Tentang Film Mindhunter - Season 2

Akhirnya, another "American Crime Story", yang ternyata muncul di season ke-2 serial TV "Mindhunter". Jika season pertama berisi full pengenalan awal tentang divisi baru agen FBI yang berfokus pada psikologi para serial killer, sekarang semua yang sudah dipelajari langsung dipraktekkan saat ada pembunuhan masif terhadap anak-anak kulit hitam di Atlanta pada tahun 1980.


Sejak episode terakhir di season pertama, Holden Ford (Jonathan Groff)kini memiliki penyakit 'panic attack'. Ia sama sekali tak sadar kalau kedekatannya dengan Ed Kemper berhasil membuatnya takut setengah mati. Rasa percaya dirinya mengikis selama berhari-hari sejak kejadian tersebut. 

Tapi keadaan sedang mendukungnya di season ke-2, karena insting dan gayanya mewawancarai para pembunuh terkenal itu berhasil membuat divisinya naik pangkat. Pihak direksi menyukainya dan ia memiliki banyak kebebasan untuk mengeksplor apa pun yang ia suka.

Masih ditemani oleh Bill Tench (Holt McCallany) dan Dr. Wendy Carr (Anna Torf), Ford mengungkapkan impiannya untuk mewawancarai Manson, yes! Charles Manson (Damon Herriman). Namun sebelum mencapai impiannya itu, ia harus menghadapi beberapa kasus terlebih dahulu, dan tiba lah kita pada fokus utama season ini, yaitu pada pembunuhan puluhan anak kulit hitam di Atlanta atau disebut Atlanta Murders.




Semua berawal sejak Ford 'diculik' oleh seorang pegawai hotel menuju ke perkumpulan Ibu-Ibu yang kehilangan anak mereka. Beberapa ada yang sudah ditemukan meninggal, dan masih ada yang masih menghilang. Tercium bau rasis disini, karena kasus mereka tak terlalu dipedulikan di kotanya saat itu. Hingga benar-benar sampai belasan anak yang ditemukan meninggal, baru lah kasus ini masuk ke ranah nasional, dan tim Ford diberikan ijin maksimal untuk membantu mereka.

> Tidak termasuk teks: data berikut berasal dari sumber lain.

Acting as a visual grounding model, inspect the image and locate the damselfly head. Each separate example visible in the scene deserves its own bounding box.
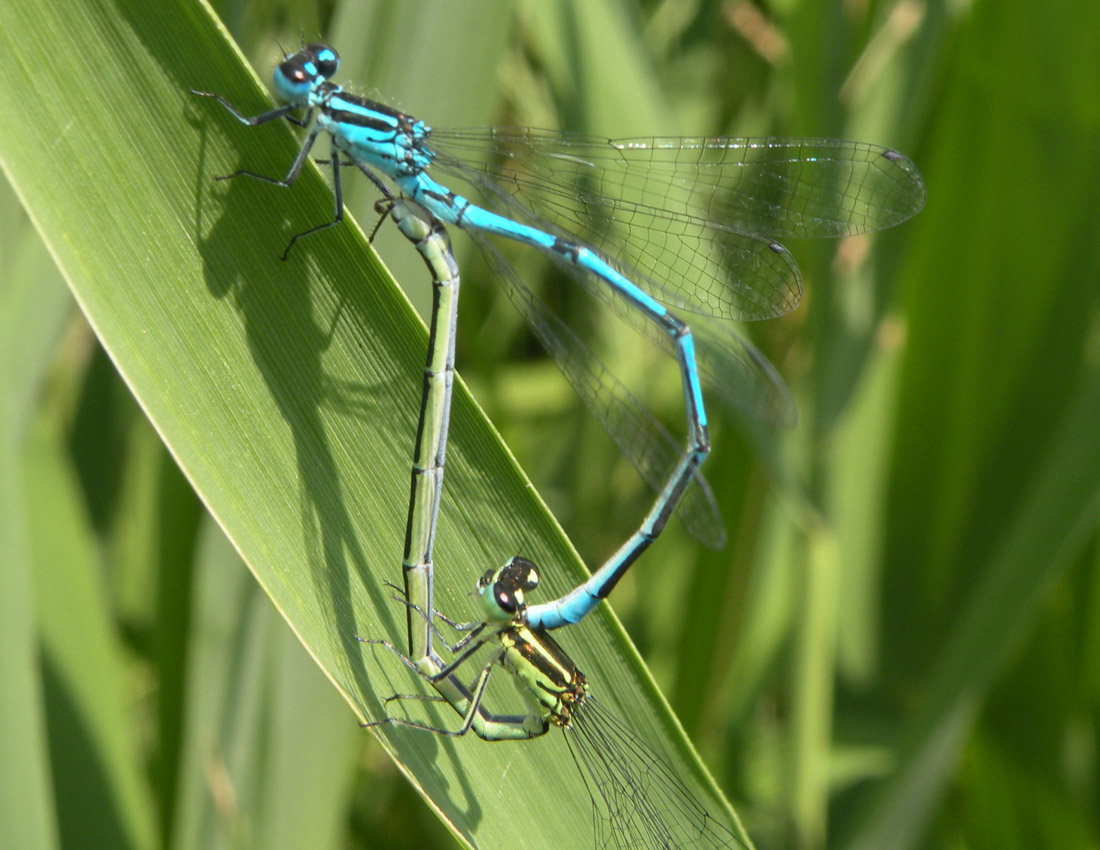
[478,556,541,620]
[273,43,340,103]
[303,44,339,79]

Berbekal dari semua pelajaran yang berasal dari para serial killer yang sudah Ford dan tim-nya wawancarai, Ford pun langsung dengan berani membuat profile sang pembunuh, dan yang paling bikin greget adalah saat Ford lantang mengatakan pembunuhnya adalah pria kulit hitam. Banyak yang tak terima, karena para ibu-ibu percaya kalau ini adalah kasus rasisme dari seorang kulit putih yang membenci anak-anak kulit hitam. Saat itu pun KKK (Ku Klux Klan) masih berkeliaran untuk mengutarakan kebencian mereka terhadap warga kulit hitam.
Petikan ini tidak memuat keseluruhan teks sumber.